Now living in Sangre Grande, Burnette-Rochford said her aunt's words were prophetic: not learning to sew when she had the opportunity meant she couldn't clothe her daughters in the way she wanted. It wasn't until she was 35 and had already had her four children she learned the skill through pure necessity and a desire to see them dressed in the finest at a reasonable price.
Armed with scissors, needle and thread, and clothing from her children that had seen better days, Burnette-Rochford began a project which would eventually lead to a business venture.
She told WMN, "I would lay an old dress or blouse of my girls' on the ground and resting the (fabric) on it I would cut out the same pattern." Once she got the hang of it, her children wore clothing she had sewn.
Over the next 20 years, Burnette-Rochford, as if making up for lost time, dedicated herself to sewing and now holds certificates in drapery, tailoring, soft furnishings and pattern designing.
However, it took a health scare to set the business wheels in motion. Burnette-Rochford worked as a certified nurses assistant and care-giver. After years of caring for others, she tore her rotator cuff (shoulder) while lifting a patient. But worse was yet to come. "I had a heart attack, not too long after, and my kids said, 'that's it mammy, you done work'. They said we will take care of you for the next three months, and they did. My doctors said 'change your diet' and I did."
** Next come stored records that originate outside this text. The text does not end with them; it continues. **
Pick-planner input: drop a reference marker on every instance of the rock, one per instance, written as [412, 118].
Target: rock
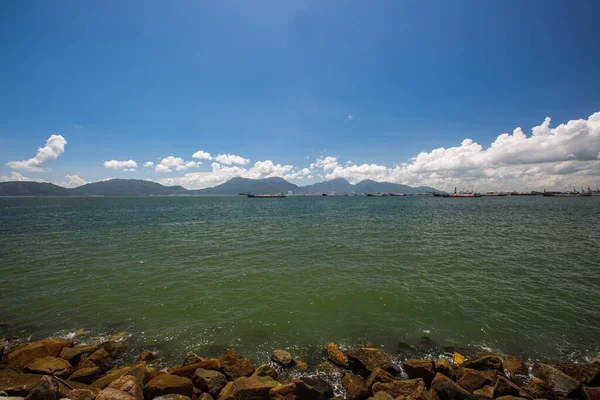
[336, 356]
[19, 358]
[235, 365]
[423, 369]
[379, 375]
[411, 388]
[473, 380]
[188, 370]
[538, 389]
[484, 363]
[81, 394]
[46, 389]
[252, 388]
[587, 374]
[561, 383]
[516, 368]
[147, 355]
[283, 358]
[114, 394]
[85, 375]
[209, 381]
[590, 393]
[443, 366]
[364, 360]
[50, 366]
[128, 384]
[355, 387]
[283, 392]
[168, 383]
[266, 370]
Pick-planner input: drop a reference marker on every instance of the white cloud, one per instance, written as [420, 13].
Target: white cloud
[171, 163]
[55, 146]
[72, 181]
[231, 159]
[202, 155]
[128, 165]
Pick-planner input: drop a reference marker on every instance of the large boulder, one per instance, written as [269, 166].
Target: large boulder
[561, 383]
[50, 366]
[20, 357]
[252, 388]
[484, 363]
[364, 360]
[168, 383]
[336, 356]
[209, 381]
[411, 388]
[355, 387]
[235, 365]
[283, 358]
[423, 369]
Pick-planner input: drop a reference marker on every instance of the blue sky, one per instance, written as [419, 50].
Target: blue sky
[277, 81]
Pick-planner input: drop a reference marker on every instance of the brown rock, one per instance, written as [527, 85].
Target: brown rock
[209, 381]
[50, 366]
[85, 375]
[168, 383]
[423, 369]
[128, 384]
[355, 387]
[364, 360]
[283, 392]
[336, 356]
[473, 380]
[411, 388]
[114, 394]
[235, 365]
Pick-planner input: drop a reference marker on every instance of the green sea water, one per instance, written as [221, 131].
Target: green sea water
[520, 275]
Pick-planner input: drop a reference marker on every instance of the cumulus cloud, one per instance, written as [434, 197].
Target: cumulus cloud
[127, 165]
[202, 155]
[172, 163]
[231, 159]
[55, 146]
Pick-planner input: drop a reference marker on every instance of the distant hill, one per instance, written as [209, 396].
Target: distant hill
[31, 189]
[244, 185]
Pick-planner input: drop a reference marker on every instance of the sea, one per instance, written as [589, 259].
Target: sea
[413, 276]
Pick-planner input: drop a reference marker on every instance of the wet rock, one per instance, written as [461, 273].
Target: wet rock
[283, 358]
[473, 380]
[443, 366]
[411, 388]
[484, 363]
[168, 383]
[266, 370]
[283, 392]
[378, 375]
[114, 394]
[364, 360]
[336, 356]
[423, 369]
[561, 383]
[81, 394]
[147, 355]
[355, 387]
[209, 381]
[85, 375]
[235, 365]
[46, 389]
[252, 388]
[50, 366]
[128, 384]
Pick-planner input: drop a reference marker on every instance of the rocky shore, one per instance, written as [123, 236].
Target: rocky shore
[53, 369]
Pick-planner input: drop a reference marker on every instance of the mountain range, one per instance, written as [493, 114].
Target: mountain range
[234, 186]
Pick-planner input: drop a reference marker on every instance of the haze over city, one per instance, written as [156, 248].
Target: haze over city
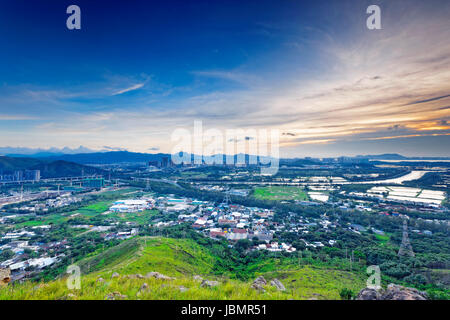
[135, 73]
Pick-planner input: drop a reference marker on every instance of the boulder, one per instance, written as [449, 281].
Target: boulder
[393, 292]
[144, 286]
[396, 292]
[209, 284]
[183, 289]
[277, 284]
[158, 275]
[5, 276]
[198, 278]
[115, 296]
[368, 294]
[259, 284]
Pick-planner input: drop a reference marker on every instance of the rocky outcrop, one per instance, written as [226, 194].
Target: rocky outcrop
[396, 292]
[277, 284]
[183, 289]
[259, 283]
[5, 276]
[209, 284]
[393, 292]
[115, 296]
[158, 275]
[198, 278]
[368, 294]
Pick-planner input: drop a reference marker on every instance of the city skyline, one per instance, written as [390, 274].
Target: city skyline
[134, 74]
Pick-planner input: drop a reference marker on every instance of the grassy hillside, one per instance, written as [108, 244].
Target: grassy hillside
[182, 259]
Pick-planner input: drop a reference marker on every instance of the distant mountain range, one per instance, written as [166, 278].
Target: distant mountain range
[49, 169]
[84, 155]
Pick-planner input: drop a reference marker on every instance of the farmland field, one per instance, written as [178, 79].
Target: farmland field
[280, 193]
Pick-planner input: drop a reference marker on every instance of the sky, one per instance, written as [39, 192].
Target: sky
[137, 71]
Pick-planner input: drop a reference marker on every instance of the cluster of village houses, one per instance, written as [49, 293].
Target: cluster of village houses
[232, 222]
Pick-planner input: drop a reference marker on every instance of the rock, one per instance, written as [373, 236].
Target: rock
[144, 286]
[393, 292]
[115, 296]
[158, 275]
[277, 284]
[396, 292]
[209, 284]
[368, 294]
[197, 277]
[5, 276]
[183, 289]
[259, 284]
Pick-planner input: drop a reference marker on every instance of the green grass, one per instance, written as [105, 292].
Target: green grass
[182, 259]
[382, 238]
[142, 218]
[280, 193]
[96, 208]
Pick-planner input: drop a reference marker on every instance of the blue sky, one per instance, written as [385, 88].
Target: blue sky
[138, 70]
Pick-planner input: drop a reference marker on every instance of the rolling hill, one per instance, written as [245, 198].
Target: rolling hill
[165, 268]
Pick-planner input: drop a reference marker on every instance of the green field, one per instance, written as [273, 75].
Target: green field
[280, 193]
[182, 259]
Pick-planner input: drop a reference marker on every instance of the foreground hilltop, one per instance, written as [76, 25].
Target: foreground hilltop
[164, 268]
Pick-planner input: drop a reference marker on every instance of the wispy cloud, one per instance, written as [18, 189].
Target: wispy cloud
[132, 88]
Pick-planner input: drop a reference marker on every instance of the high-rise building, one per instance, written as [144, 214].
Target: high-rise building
[32, 175]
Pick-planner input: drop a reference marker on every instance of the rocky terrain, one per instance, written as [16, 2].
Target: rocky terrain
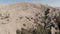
[29, 18]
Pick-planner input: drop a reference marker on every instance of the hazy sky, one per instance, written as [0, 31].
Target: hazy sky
[49, 2]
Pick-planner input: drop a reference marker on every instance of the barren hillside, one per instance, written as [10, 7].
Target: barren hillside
[29, 16]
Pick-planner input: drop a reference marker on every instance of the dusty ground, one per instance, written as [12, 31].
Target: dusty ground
[23, 15]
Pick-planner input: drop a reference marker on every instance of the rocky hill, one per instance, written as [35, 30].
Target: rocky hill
[29, 18]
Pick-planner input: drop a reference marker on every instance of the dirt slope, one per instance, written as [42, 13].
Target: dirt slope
[27, 16]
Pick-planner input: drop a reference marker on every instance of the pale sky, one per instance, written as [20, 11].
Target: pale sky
[49, 2]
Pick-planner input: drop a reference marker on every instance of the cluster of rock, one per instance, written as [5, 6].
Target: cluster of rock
[18, 17]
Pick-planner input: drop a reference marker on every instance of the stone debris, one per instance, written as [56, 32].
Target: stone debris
[13, 17]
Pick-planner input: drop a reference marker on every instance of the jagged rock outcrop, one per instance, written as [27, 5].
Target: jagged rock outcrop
[28, 16]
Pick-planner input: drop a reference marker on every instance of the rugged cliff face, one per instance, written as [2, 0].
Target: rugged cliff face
[29, 18]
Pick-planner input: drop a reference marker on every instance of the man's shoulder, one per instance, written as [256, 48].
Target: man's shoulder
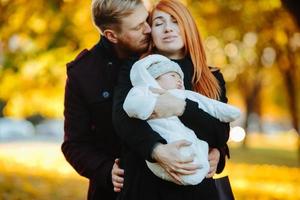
[81, 57]
[214, 69]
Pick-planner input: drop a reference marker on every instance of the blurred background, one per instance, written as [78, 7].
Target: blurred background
[256, 43]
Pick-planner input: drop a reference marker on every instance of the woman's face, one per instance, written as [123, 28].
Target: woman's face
[166, 35]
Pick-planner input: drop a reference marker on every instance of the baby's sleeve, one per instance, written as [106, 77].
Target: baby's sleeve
[139, 102]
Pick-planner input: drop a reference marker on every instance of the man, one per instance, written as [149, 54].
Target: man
[90, 143]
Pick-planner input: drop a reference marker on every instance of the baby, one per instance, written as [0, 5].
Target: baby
[157, 71]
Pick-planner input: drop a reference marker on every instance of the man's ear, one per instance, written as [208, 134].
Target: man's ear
[111, 35]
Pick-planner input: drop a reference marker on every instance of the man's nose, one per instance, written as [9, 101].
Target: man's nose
[147, 28]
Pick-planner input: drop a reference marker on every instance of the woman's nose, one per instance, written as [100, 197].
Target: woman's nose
[168, 27]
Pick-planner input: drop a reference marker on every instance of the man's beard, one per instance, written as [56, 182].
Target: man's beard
[133, 50]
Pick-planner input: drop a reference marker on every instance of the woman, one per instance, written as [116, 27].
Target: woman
[175, 35]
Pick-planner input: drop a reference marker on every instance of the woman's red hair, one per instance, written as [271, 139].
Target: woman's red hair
[203, 80]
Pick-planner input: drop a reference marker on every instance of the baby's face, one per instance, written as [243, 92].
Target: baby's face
[170, 80]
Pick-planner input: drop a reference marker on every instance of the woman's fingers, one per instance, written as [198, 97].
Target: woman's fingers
[117, 176]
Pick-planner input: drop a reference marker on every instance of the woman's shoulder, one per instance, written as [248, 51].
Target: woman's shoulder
[217, 73]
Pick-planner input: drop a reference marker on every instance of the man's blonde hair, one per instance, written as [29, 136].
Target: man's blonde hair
[108, 13]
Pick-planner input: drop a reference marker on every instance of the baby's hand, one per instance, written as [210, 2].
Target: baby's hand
[167, 105]
[157, 90]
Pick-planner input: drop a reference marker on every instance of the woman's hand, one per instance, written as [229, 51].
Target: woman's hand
[117, 175]
[213, 158]
[168, 156]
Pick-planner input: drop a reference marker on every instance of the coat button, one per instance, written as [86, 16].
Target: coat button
[109, 64]
[105, 94]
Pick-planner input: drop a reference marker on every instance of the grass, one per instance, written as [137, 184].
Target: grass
[38, 171]
[264, 156]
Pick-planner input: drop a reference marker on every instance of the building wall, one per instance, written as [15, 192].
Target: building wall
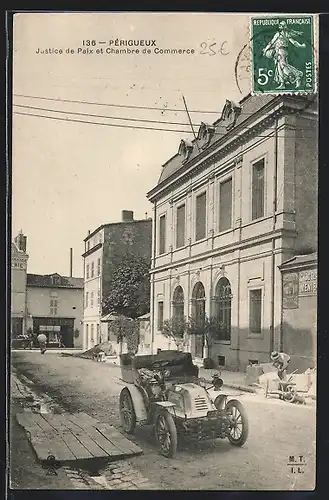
[306, 184]
[38, 303]
[18, 286]
[93, 287]
[250, 251]
[120, 238]
[117, 239]
[299, 323]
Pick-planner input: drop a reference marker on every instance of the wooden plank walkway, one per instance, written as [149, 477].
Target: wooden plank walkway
[76, 436]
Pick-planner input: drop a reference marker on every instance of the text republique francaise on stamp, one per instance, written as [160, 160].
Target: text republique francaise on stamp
[283, 55]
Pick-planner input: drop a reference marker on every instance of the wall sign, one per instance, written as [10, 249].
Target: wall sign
[308, 282]
[290, 291]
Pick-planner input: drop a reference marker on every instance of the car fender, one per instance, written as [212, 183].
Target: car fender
[139, 405]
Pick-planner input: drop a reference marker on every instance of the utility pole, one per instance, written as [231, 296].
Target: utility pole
[188, 114]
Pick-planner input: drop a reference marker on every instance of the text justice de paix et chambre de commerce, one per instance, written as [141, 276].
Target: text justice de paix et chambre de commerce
[114, 46]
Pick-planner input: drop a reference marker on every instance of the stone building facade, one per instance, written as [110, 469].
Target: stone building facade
[104, 247]
[19, 260]
[229, 209]
[55, 308]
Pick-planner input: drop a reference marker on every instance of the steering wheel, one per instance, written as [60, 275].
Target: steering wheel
[161, 367]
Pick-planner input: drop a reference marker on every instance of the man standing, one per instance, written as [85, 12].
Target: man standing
[42, 339]
[280, 361]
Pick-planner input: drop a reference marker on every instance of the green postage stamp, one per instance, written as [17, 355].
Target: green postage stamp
[283, 54]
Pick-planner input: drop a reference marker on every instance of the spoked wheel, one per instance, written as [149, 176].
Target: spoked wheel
[240, 427]
[165, 434]
[127, 412]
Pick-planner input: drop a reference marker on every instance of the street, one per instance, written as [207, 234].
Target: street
[277, 431]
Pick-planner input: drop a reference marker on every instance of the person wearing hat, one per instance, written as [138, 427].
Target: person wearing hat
[281, 361]
[42, 339]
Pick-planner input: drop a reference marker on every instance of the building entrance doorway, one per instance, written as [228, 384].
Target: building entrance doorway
[198, 316]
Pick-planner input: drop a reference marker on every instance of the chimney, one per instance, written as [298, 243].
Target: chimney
[127, 215]
[71, 262]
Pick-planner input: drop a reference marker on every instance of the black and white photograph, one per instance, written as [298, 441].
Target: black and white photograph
[163, 251]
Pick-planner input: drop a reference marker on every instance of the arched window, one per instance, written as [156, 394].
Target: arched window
[222, 299]
[178, 303]
[199, 298]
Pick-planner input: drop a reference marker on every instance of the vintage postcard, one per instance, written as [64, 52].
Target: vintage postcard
[163, 328]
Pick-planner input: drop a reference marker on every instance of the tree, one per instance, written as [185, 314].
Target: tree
[175, 328]
[129, 293]
[128, 329]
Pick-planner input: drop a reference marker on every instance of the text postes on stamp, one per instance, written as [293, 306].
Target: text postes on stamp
[282, 54]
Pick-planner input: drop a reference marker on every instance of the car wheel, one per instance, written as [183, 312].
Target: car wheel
[127, 411]
[239, 422]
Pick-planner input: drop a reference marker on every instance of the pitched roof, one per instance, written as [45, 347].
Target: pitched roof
[53, 281]
[250, 104]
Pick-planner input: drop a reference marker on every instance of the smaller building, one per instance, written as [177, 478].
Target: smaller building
[299, 310]
[55, 308]
[105, 248]
[19, 259]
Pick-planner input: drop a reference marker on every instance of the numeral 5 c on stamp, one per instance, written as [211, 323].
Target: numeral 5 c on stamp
[283, 55]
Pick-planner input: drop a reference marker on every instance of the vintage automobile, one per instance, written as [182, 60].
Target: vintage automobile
[163, 390]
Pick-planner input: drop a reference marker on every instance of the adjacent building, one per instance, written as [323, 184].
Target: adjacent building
[229, 210]
[104, 248]
[19, 260]
[55, 308]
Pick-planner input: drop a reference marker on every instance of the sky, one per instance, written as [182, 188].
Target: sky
[69, 177]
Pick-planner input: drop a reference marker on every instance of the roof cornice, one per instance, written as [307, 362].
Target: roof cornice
[277, 107]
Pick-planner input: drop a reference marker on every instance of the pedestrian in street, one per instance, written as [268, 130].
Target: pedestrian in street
[281, 361]
[42, 339]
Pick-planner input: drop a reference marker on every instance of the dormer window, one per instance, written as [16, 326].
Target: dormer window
[205, 134]
[185, 149]
[56, 279]
[230, 114]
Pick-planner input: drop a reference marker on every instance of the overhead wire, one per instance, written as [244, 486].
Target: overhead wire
[129, 106]
[159, 129]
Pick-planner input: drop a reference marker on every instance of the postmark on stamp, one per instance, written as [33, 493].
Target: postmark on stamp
[282, 54]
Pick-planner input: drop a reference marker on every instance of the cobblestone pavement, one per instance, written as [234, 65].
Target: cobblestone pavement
[116, 476]
[277, 431]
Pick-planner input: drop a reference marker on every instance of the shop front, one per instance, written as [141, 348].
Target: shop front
[59, 331]
[299, 310]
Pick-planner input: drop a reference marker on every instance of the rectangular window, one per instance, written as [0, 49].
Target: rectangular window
[255, 311]
[160, 315]
[53, 306]
[200, 216]
[258, 174]
[162, 234]
[225, 205]
[180, 227]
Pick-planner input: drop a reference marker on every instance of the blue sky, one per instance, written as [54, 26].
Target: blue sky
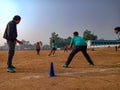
[42, 17]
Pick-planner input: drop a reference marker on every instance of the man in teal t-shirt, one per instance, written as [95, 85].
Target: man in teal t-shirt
[79, 45]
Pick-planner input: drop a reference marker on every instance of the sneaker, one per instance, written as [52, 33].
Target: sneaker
[11, 70]
[65, 66]
[91, 64]
[12, 66]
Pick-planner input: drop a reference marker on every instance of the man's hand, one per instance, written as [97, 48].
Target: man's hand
[18, 41]
[70, 46]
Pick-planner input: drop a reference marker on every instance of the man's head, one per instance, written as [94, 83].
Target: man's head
[75, 33]
[17, 19]
[117, 29]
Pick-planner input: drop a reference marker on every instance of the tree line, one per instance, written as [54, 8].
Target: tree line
[60, 42]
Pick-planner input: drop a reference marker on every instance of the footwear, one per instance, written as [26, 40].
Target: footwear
[12, 66]
[91, 64]
[65, 66]
[11, 70]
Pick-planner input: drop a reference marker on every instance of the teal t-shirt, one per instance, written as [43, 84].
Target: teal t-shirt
[78, 41]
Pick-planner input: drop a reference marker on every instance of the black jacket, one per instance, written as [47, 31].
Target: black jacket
[10, 31]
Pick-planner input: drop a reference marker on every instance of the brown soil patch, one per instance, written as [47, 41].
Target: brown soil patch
[32, 71]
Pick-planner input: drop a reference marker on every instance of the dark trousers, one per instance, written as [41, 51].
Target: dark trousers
[11, 51]
[75, 50]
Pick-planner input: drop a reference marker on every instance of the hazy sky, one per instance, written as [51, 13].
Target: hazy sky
[42, 17]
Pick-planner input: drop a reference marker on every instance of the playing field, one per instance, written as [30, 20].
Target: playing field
[32, 71]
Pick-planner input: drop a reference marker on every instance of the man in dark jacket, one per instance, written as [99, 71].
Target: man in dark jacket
[10, 35]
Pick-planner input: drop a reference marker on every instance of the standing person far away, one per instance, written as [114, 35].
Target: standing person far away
[10, 35]
[79, 45]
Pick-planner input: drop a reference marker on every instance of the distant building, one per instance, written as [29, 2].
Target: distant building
[100, 43]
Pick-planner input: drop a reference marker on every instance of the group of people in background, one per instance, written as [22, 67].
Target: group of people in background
[77, 44]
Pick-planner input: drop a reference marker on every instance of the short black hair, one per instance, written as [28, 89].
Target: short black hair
[16, 17]
[75, 33]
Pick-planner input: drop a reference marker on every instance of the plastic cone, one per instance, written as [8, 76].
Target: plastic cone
[51, 72]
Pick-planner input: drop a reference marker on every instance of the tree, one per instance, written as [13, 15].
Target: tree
[60, 42]
[88, 36]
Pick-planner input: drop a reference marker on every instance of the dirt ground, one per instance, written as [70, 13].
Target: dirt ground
[32, 71]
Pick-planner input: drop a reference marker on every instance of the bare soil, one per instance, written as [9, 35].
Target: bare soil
[32, 71]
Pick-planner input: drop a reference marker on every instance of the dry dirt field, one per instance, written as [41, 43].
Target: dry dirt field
[32, 71]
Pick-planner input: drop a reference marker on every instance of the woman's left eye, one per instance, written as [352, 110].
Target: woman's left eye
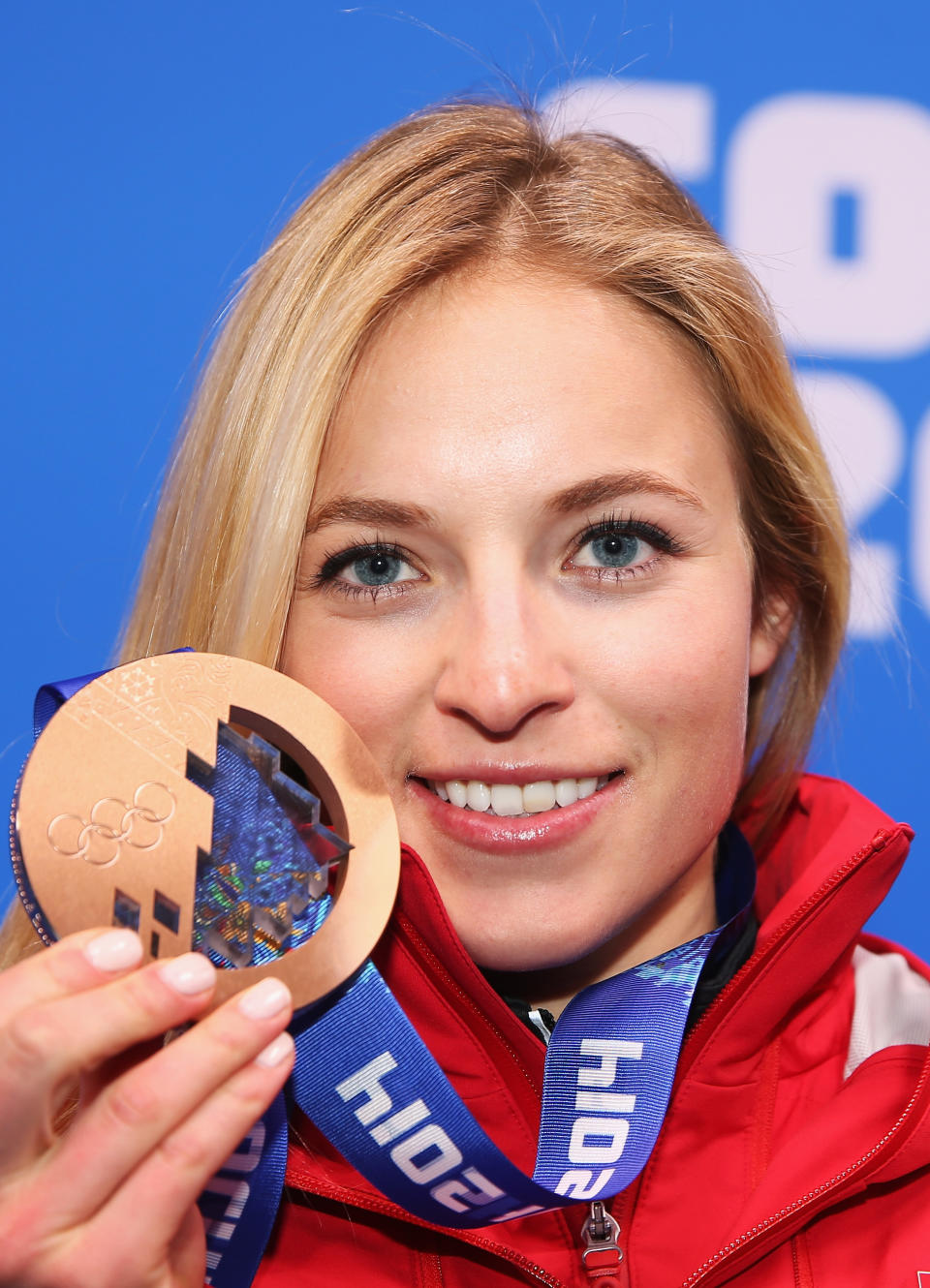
[621, 547]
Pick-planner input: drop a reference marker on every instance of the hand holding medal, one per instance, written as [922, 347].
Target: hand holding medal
[136, 811]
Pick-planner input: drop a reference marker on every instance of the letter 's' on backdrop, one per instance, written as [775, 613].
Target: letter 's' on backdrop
[152, 149]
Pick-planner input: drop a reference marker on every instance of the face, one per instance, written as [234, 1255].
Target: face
[527, 588]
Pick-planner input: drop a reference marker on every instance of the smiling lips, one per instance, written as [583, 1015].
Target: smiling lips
[515, 800]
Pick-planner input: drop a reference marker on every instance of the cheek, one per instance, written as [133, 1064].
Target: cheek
[371, 688]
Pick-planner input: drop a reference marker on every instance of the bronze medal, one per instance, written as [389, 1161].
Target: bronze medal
[112, 824]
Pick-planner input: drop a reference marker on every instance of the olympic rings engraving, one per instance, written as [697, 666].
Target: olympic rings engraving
[113, 823]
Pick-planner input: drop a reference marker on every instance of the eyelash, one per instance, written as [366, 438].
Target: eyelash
[335, 561]
[328, 581]
[628, 526]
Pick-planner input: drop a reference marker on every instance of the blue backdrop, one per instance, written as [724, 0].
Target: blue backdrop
[153, 148]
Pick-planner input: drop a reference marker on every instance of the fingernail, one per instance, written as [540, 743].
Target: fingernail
[276, 1051]
[116, 949]
[188, 974]
[264, 999]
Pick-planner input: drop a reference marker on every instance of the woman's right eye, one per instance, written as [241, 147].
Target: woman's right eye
[367, 570]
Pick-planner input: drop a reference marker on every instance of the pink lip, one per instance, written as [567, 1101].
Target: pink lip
[515, 835]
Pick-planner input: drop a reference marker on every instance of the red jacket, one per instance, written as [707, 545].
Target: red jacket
[796, 1147]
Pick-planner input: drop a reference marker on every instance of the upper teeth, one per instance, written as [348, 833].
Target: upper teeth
[512, 799]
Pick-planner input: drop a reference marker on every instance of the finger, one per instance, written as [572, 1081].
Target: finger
[136, 1115]
[75, 964]
[94, 1081]
[49, 1043]
[169, 1181]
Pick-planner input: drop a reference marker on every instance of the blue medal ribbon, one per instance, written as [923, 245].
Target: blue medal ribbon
[367, 1081]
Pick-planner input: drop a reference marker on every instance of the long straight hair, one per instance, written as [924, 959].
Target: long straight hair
[450, 190]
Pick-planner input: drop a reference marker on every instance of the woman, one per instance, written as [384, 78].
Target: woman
[571, 563]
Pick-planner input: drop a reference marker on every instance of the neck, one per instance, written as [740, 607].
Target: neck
[682, 913]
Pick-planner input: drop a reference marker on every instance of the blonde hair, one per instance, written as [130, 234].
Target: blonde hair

As part of the diet change, she researched healthier foods and drinks and an idea to create her own brand of health drinks took root. But she quickly found that juicing equipment cost "a pretty penny."
She turned to sewing,, but only as a means to fund her juice business. Or so she thought.
Just as she had taught herself to sew her daughters' first dresses out of necessity, so too did she sew her first bag. She brought an old, threadbare handbag back to life. And so began her new business.
Wanting her items to stand out, she makes her bags reversible. She said her customers don't just get bags in sets of threes and fours, they get bags that can be worn on either side.
Burnette-Rochford said she was truly surprised with the general response to her bags.
Before launching her business for others, she said her daughters were her models and she would give away two bags each month. The aim was that word of mouth advertising would bring new customers. Her marketing strategy worked, along with the photos she posted on social media.
Calls and orders poured in, so much so, that she is in the process of registering her company, finalising the name of her brand and finding markets across the country. Customers often give their input, as far as colour and sometimes even features.
"They have to wear this. It's their accessory, so what they want, I work on giving them. I do have some features that other totes don't, at least I have checked in some stores and that's why I think of and labelled my product, The Unique Tote Bag."
And while she isn't sold yet on the name and shape of her business, she is making her success, one stitch at a time.